PaperBanana is an advanced academic illustration generator specifically designed for researchers, transforming raw paper text, references, and even rough sketches into publication-ready methodology diagrams, statistical plots, and clean AI research figures. It aims to eliminate the tedious manual process of redrawing figures, offering a streamlined workflow for creating high-quality visuals for papers, posters, and presentations.
Key Features and Tools:
- Image to Image Generation: Users can upload sketches, draft diagrams, screenshots, or reference images and describe the desired research figure for generation. This tool is ideal for quickly converting initial concepts into structured visuals.
- AI Image Editor: This feature allows for precise editing and cleaning of existing visuals using text instructions. Researchers can revise figures, clean compositions, adjust details, or transform drafts into stronger, more polished versions.
- Image Upscaler: For low-quality drafts or screenshots, the Image Upscaler enhances clarity and output resolution, ensuring figures are crisp and ready for publication.
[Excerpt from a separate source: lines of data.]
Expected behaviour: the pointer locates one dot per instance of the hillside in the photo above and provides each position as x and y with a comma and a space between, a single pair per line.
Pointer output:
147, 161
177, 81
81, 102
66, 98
- Context-Driven Generation: Unlike generic AI art tools, PaperBanana prioritizes scientific faithfulness by starting from source context. Users paste method sections, system overviews, or notes, which guides the AI in planning a cleaner, more accurate academic illustration.
- Agentic Layout Planning: The generator plans the figure structure—mapping stages, blocks, and data flow—before rendering visuals. This ensures logical consistency and adherence to scientific principles, crucial for methodology diagrams.
- Iterative Refinement: The platform supports an iterative review process. If an initial draft is crowded or vague, the system can critique and revise the figure based on feedback, improving wording, spacing, and composition without requiring a complete restart.
- Configurable Generation: Users have control over various parameters, including figure caption (to define the type of figure needed), maximum iterations (for speed or deeper review), and aspect ratio (to match paper, poster, or slide layouts).
- Cost Transparency: PaperBanana provides credit estimates upfront, and unused credits are refunded if a figure converges early, offering transparent cost management.
- Benchmark-Backed Quality: The platform is benchmarked for research use through "PaperBananaBench," a test set of 292 curated cases linked to NeurIPS 2025-style research figures, ensuring product quality is aligned with real academic needs.
Use Cases:
- Methodology Diagram Generation: Generate complex model architecture diagrams, algorithm pipelines, and system overviews directly from paper text or notes, saving significant time and effort.
- Academic Illustration Cleanup: Transform rough hand-drawn sketches, whiteboard notes, or early slide screenshots into polished, conference-ready academic illustrations with consistent labels and improved visual style.
- AI Research Figure Generation: Create various statistical plots, including bar charts, line charts, comparison charts, ablation studies, and benchmark figures. It also helps in preparing multi-panel layouts for posters and presentations, ensuring clear and structured data visualization.
PaperBanana is built for PhD students, lab researchers, startup research teams, and paper authors who need to accelerate figure production, achieve cleaner layouts, and ensure higher scientific faithfulness in their visuals, all without requiring specialized design skills. It offers a unified workflow for diverse academic illustration needs, from initial drafts to final publication-ready outputs.